Floros dan Gnanasekharan (1993) dalam Herawati (2005) menyatakan umur simpan adalah
waktu yang diperlukan oleh produk untuk mencapai tingkatan degradasi mutu tertentu dalam kondisi
penyimpanan tertentu. Enam faktor utama yang mengakibatkan penurunan mutu atau kerusakan pada
produk pangan adalah massa oksigen, uap air, cahaya, mikroorganisme, kompresi atau bantingan dan
bahan kimia toksik. Faktor-faktor tersebut dapat mengakibatkan terjadinya penurunan mutu atau
kerusakan mutu lebih lanjut, seperti oksidasi lipida, kerusakan vitamin, kerusakan protein, perubahan
bau, perubahan unsur-unsur organoleptik, dan kemungkinan terbentuknya racun. Faktor-faktor yang
menyebabkan terjadinya perubahan pada produk pangan menjadi dasar dalam penentuan titik kritis
umur simpan.

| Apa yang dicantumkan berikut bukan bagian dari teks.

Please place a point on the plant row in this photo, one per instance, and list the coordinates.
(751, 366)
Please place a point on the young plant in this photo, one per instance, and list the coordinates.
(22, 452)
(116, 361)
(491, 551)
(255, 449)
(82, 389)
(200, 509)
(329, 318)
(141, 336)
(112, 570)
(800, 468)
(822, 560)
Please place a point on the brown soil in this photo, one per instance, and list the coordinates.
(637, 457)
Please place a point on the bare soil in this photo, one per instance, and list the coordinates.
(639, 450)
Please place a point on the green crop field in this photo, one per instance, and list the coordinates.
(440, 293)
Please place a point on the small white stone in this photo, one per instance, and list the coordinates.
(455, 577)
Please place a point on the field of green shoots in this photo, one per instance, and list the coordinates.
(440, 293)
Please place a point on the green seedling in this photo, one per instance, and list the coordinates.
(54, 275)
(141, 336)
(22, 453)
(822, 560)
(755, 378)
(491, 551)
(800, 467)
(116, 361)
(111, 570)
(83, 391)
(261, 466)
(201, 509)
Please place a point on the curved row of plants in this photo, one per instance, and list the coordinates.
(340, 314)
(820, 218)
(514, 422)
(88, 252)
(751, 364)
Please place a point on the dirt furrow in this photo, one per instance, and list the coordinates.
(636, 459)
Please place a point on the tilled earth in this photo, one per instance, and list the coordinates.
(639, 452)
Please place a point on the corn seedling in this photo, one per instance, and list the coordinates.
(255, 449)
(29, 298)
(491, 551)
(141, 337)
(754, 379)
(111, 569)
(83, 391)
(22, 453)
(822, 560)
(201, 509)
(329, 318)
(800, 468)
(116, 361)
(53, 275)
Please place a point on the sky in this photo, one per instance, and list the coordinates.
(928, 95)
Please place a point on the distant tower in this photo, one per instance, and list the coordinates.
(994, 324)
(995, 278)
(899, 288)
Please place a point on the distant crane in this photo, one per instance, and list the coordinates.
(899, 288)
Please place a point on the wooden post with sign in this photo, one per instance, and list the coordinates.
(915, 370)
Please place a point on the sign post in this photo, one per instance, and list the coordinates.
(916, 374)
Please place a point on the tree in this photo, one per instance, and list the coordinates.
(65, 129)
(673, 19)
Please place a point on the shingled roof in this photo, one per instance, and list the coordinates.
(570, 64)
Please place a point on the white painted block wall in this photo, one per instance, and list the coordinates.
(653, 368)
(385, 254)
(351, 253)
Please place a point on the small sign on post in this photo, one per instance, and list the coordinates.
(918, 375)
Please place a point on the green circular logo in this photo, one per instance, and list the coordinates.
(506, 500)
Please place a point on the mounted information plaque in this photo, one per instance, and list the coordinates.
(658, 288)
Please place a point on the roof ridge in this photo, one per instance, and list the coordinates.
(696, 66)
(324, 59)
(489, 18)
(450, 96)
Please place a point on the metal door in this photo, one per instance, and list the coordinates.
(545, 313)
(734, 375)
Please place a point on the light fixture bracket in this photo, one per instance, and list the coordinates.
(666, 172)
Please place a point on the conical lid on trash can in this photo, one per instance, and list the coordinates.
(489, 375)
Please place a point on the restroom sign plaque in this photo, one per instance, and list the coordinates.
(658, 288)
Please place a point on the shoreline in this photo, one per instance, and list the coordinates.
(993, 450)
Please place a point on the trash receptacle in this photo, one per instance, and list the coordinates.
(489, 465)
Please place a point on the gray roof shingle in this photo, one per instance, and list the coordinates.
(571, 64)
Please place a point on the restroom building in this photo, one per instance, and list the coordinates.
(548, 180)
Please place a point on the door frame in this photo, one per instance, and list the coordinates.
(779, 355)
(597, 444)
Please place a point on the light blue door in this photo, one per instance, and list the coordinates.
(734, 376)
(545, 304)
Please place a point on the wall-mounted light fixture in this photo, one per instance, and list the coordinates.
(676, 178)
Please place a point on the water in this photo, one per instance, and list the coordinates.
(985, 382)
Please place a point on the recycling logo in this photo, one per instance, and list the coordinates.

Titik kritis ditentukan berdasarkan faktor utama yang sangat sensitif serta dapat
mengakibatkan timbulnya perubahan mutu selama distribusi, penyimpanan hingga siap dikonsumsi.
Syarief dan Halid (1993) menyatakan bahwa hasil atau akibat dari berbagai reaksi kimiawi
yang terjadi di dalam produk pangan bersifat akumulatif dan irreversible selama penyimpanan,
sehingga pada saat tertentu hasil reaksi tersebut mengakibatkan mutu pangan tidak dapat diterima lagi
disebut sebagai jangka waktu kadaluarsa. Faktor-faktor yang mempengaruhi umur simpan bahan
pangan yang dikemas adalah sebagai berikut:
a. Keadaan alamiah atau sifat makanan dan mekanisme berlangsungnya perubahan, misalnya
kepekaan terhadap air dan oksigen, atau kemungkinan terjadinya perubahan kimia internal dan
fisik
b. Ukuran kemasan dalam hubungan dengan volume
c. Kondisi atmosfer (terutama suhu dan kelembaban)
d. Kekuatan keseluruhan dari kemasan terhadap keluarmasuknya air, gas, dan bau, termasuk
perekatan penutupan, dan bagian-bagian yang terlipat.
Menurut Robertson (1993), terdapat tiga faktor yang mempengaruhi umur simpan produk,
yaitu karekteristik produk, lingkungan dimana produk tersebut terpapar selama distribusi, dan sifat
dari kemasan yang digunakan.Faktor karakteristik produk yang dapat mempengaruhi umur simpan
antara lain perishability, efek konsentrasi dari bahan-bahan tertentu yang memicu reaksi deterioratif,
densitas kamba yang dipengaruhi oleh proses pengolahan dan kemasan, akan mempengaruhi area
kosong pada pengemasan. Lingkunganselama distribusiakan terpengaruh oleh iklim, transfer massa,
dan transfer panas. Sedangkan faktor pengemas sangat bergantung pada laju transportasi uap air dan
transfer gas dan bau.
Sedangkan menurut Labuza (2002) empat faktor utama yang mempengaruhi umur simpan
sebuah produk pangan adalah formulasi, proses pengolahan, pengemasan dan kondisi penyimpanan.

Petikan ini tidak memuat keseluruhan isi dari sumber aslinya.